10.10 Video coding with the wavelet transform

The success of the zero tree in efficient coding of wavelet transform coefficients has encouraged researchers to use it for video coding. Although wavelet-based video coding is not part of the standard, there is no reason why wavelet-based video coding cannot be used in the future. This of course depends on the encoding efficiency of wavelet-based coding and its functionalities. For this reason, in this section we look at some video coding scenarios and examine the encoding efficiency.

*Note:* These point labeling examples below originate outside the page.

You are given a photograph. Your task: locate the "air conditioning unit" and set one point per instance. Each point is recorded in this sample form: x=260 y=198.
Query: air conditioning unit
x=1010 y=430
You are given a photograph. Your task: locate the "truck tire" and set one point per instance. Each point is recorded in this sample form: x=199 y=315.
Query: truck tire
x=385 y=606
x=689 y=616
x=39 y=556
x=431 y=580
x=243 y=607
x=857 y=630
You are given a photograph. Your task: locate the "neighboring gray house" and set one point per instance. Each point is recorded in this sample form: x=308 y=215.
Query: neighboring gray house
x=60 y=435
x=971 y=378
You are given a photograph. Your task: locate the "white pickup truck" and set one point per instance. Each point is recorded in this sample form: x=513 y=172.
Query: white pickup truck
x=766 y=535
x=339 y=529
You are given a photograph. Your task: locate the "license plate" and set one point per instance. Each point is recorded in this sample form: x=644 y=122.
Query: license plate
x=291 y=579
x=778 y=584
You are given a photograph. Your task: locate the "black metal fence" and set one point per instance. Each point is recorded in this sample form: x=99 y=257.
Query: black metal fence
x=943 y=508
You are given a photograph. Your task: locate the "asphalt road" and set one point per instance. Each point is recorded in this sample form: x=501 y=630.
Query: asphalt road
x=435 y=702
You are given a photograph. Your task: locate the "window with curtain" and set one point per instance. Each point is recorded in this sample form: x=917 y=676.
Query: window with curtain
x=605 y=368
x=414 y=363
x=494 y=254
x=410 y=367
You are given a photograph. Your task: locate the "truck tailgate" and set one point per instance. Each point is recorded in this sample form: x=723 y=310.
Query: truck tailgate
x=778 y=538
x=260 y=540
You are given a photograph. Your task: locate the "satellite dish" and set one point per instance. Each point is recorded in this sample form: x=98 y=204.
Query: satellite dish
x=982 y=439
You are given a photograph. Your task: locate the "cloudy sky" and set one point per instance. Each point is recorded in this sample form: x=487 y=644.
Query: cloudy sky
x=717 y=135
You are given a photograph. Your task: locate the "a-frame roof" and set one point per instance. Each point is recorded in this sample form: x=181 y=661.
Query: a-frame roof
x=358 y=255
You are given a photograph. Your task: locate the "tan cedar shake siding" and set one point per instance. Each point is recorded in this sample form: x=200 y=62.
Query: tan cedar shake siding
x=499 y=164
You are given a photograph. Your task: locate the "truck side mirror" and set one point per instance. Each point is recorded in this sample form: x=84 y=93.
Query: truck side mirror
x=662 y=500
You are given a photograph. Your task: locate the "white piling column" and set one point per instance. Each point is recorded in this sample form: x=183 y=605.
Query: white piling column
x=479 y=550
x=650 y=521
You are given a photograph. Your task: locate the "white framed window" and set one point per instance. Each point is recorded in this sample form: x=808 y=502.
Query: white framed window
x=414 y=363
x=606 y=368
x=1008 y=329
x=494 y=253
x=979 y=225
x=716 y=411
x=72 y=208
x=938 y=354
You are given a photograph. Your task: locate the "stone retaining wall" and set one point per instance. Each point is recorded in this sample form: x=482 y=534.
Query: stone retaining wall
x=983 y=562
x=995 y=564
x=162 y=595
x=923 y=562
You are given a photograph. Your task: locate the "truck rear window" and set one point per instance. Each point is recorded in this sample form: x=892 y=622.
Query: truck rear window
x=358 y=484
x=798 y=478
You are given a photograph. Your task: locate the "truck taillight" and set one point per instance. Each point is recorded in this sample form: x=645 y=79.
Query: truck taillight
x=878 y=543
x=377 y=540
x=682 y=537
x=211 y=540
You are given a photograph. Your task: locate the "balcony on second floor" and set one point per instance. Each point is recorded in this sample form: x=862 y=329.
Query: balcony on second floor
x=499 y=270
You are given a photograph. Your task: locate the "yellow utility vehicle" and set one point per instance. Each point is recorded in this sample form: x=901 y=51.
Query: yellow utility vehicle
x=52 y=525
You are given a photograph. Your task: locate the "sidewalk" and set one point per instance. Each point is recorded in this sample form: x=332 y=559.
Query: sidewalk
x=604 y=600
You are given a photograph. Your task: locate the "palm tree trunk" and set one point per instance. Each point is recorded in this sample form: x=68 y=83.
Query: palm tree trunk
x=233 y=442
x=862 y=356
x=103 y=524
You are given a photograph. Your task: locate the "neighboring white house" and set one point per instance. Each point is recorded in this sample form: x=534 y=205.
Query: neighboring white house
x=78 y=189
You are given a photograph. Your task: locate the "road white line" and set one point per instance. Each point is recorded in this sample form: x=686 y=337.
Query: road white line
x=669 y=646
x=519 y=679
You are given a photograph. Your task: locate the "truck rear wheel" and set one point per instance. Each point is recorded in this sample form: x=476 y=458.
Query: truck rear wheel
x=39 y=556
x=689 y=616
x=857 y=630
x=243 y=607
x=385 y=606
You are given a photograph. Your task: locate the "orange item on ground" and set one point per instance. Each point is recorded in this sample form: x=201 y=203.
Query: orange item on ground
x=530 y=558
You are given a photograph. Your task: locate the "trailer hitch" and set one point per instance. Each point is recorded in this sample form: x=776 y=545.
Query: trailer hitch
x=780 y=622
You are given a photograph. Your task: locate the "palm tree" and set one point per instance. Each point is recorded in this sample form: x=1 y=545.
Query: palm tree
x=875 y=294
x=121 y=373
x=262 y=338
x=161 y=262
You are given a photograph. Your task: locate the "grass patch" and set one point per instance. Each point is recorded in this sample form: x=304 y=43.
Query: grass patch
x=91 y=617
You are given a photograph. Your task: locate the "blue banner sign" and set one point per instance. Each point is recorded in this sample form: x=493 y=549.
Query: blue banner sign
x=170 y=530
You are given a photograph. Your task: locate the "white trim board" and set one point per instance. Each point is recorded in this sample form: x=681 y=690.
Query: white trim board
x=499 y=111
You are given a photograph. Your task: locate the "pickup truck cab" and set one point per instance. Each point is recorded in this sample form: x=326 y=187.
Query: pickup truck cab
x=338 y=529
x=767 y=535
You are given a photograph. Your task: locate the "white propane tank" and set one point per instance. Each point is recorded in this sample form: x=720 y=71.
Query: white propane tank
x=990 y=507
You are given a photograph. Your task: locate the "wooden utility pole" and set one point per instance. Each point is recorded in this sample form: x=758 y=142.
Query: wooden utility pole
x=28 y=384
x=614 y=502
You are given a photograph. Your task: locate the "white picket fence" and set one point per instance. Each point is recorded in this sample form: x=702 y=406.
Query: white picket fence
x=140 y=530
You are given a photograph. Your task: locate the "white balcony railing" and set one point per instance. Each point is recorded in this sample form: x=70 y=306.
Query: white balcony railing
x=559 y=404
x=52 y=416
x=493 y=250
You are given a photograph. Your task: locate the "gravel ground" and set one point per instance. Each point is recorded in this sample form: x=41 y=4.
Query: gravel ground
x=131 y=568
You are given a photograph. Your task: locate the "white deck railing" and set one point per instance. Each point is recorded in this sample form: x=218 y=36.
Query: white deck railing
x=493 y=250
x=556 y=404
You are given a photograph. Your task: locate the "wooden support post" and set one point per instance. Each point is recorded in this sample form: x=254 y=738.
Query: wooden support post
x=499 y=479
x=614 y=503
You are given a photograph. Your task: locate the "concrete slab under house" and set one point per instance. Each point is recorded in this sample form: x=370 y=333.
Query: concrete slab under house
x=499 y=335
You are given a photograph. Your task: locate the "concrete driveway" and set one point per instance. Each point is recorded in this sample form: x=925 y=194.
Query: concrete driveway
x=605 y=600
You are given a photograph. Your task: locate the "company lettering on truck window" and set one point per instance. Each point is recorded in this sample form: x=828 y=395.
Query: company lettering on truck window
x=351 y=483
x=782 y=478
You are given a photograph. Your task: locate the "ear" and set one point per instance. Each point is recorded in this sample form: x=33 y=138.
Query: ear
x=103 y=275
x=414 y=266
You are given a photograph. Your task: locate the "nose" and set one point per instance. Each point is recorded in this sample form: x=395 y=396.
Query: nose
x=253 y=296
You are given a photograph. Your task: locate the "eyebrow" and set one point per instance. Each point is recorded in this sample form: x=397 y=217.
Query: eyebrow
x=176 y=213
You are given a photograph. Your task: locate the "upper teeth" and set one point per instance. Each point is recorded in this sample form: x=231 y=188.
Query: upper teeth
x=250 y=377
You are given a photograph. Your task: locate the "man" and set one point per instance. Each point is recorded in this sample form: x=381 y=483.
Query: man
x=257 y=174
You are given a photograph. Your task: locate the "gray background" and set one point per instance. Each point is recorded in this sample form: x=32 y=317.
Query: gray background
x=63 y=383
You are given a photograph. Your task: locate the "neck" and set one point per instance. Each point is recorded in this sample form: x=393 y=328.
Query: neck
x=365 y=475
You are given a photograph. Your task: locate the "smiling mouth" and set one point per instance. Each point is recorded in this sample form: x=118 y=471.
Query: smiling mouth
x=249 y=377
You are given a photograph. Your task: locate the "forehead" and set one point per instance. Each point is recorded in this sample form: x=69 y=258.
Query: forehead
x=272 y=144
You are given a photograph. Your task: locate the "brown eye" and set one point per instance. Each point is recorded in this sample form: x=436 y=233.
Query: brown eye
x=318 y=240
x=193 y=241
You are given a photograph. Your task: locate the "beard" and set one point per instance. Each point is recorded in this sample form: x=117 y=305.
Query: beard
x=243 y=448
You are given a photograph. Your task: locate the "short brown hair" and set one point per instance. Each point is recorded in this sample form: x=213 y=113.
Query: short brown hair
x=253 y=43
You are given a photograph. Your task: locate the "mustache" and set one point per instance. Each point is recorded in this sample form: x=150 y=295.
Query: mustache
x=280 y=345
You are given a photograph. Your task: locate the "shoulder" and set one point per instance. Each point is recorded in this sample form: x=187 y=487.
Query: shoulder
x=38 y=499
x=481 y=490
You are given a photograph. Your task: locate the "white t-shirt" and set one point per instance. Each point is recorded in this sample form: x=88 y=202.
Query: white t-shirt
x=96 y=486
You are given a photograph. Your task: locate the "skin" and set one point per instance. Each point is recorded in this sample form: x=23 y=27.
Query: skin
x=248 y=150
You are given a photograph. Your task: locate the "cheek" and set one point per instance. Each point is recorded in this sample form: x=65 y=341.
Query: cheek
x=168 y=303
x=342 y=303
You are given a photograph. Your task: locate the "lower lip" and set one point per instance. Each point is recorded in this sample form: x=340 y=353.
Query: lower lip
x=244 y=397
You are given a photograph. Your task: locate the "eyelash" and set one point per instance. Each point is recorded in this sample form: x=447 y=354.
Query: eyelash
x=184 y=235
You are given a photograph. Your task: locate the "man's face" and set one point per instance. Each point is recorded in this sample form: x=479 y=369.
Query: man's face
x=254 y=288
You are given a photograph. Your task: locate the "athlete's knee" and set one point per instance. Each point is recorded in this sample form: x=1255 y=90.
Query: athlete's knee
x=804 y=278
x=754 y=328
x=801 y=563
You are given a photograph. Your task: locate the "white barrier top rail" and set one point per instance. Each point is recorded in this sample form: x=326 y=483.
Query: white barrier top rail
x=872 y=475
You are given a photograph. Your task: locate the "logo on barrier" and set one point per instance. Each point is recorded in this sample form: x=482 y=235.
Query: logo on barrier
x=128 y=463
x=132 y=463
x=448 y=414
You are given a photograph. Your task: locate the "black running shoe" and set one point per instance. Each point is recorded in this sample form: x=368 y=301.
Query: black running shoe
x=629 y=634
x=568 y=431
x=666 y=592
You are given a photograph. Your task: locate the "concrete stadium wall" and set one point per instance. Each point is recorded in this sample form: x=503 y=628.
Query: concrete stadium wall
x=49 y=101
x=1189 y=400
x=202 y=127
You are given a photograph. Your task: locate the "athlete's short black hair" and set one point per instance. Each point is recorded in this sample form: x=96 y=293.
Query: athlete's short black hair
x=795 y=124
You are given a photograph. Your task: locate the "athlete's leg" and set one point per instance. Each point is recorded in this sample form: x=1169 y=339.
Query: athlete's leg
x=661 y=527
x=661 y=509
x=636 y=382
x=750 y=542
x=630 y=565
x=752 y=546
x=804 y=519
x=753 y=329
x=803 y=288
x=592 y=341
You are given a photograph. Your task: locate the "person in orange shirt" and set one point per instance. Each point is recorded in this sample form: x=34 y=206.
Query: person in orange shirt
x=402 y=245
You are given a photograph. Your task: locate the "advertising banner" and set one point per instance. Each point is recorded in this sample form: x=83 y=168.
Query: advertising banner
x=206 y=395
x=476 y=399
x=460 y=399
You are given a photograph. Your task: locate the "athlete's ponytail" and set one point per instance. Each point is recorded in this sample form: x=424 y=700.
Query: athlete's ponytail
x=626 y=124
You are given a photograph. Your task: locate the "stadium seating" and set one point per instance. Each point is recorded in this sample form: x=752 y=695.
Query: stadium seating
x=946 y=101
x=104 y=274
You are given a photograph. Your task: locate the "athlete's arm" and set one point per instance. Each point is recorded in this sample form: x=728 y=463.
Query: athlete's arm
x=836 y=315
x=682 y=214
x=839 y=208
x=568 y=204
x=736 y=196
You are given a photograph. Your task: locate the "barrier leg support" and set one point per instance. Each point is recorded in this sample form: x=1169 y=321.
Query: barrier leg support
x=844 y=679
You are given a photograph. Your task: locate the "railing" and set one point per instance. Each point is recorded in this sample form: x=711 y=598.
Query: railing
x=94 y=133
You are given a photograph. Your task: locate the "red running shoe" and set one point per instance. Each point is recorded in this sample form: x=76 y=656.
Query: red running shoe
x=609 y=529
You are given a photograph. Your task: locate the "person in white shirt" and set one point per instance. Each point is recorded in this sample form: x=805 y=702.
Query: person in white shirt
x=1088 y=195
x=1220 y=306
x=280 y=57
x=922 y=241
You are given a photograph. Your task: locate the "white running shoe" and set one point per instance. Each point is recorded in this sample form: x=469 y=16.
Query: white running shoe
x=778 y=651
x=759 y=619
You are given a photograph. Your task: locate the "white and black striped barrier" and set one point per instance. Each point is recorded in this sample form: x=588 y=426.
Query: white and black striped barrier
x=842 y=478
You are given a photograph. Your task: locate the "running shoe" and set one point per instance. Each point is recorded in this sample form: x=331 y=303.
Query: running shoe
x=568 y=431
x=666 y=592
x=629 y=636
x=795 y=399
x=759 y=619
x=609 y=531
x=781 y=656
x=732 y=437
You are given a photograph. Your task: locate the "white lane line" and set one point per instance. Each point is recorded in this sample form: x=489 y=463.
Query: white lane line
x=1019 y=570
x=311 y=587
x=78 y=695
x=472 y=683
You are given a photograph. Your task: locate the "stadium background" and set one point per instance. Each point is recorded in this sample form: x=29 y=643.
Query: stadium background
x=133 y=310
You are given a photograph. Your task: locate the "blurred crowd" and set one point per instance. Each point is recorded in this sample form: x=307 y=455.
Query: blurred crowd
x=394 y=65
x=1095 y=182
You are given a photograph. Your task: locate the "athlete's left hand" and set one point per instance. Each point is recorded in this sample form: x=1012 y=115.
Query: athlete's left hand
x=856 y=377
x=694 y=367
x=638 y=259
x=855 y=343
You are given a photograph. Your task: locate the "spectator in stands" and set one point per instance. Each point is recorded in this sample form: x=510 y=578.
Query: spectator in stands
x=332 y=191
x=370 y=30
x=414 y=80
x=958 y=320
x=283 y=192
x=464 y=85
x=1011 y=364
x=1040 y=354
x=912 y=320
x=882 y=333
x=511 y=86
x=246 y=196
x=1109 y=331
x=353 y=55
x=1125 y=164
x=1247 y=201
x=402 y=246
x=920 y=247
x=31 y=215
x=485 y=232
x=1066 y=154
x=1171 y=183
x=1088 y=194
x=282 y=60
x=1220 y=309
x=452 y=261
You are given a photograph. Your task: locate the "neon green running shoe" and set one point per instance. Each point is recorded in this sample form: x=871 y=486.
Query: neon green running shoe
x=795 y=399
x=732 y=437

One way of wavelet-based video coding is to use the generic video encoder of Figure 3.18, but replacing the DCT with the DWT, as shown in Figure 10.28. Here, variable length coding of the quantised coefficients is replaced by the zero tree coding, of either EZW or SPIHT [18,21]. Also, overlapped motion compensation has been found to be very effective with the wavelet transform, as it prevents the motion compensation blocking artefacts from creating spurious vertical and horizontal edges.

click to expand
Figure 10.28: Block diagram of a wavelet video codec

Another method that might be used with the wavelet transform is shown in Figure 10.29.

click to expand
Figure 10.29: A hybrid H.263/wavelet video coding scheme

Each frame of the input video is transformed into n-band wavelet subbands. The lowest LL band is fed into a DCT-based video encoder, such as MPEG-1 or H.263. The other bands undergo a hierarchical motion compensation. First, the three high frequency bands of the last stage are motion compensated using the motion vectors from MPEG-1/H.263. The reconstructed picture from these four bands (LL, LH, HL and HH), which is the next level LL band, only requires a ±1 pixel refinement [20]. The other three bands at this stage are also motion compensated by the same amount. This process is continued for all the bands. Hence at the end all the bands are motion compensated. Now, these motion compensated bands are coded with a zero tree-based coding method (EZW or SPIHT).

10.10.1 Virtual zero tree (VZT) algorithm

The lowest band of the wavelet, LL, is a reduced size replica of the original video, and hence can be encoded with an efficient encoder, such as H.263. When zero tree-based coding such as EZW/SPIHT is used along with the standard codecs (e.g. Figure 10.29), it meets some problems. First, the subband decomposition stops when the top level LL band reaches a size of SIF/QSIF or subQSIF. At these levels there will be too many clustered zero tree roots. This is very common for either static parts of the pictures or when motion compensation is very efficient. Even for still images or I-pictures, a large part of the picture may contain only low spatial frequency information. As a result, at the early stages of the quantisation by successive approximation, where the yardstick is large, a vast majority of the wavelet coefficients fall below the yardstick. Secondly, even if the subband decomposition is taken to more stages, such that the top stage LL is a small picture of 16 x 16 pixels (e.g. Figure 10.28), it is unlikely that many zero trees can be generated. In other words, with a higher level of wavelet decomposition, the tree structure is bound to break and hence the efficiency of EZW/SPIHT is greatly reduced.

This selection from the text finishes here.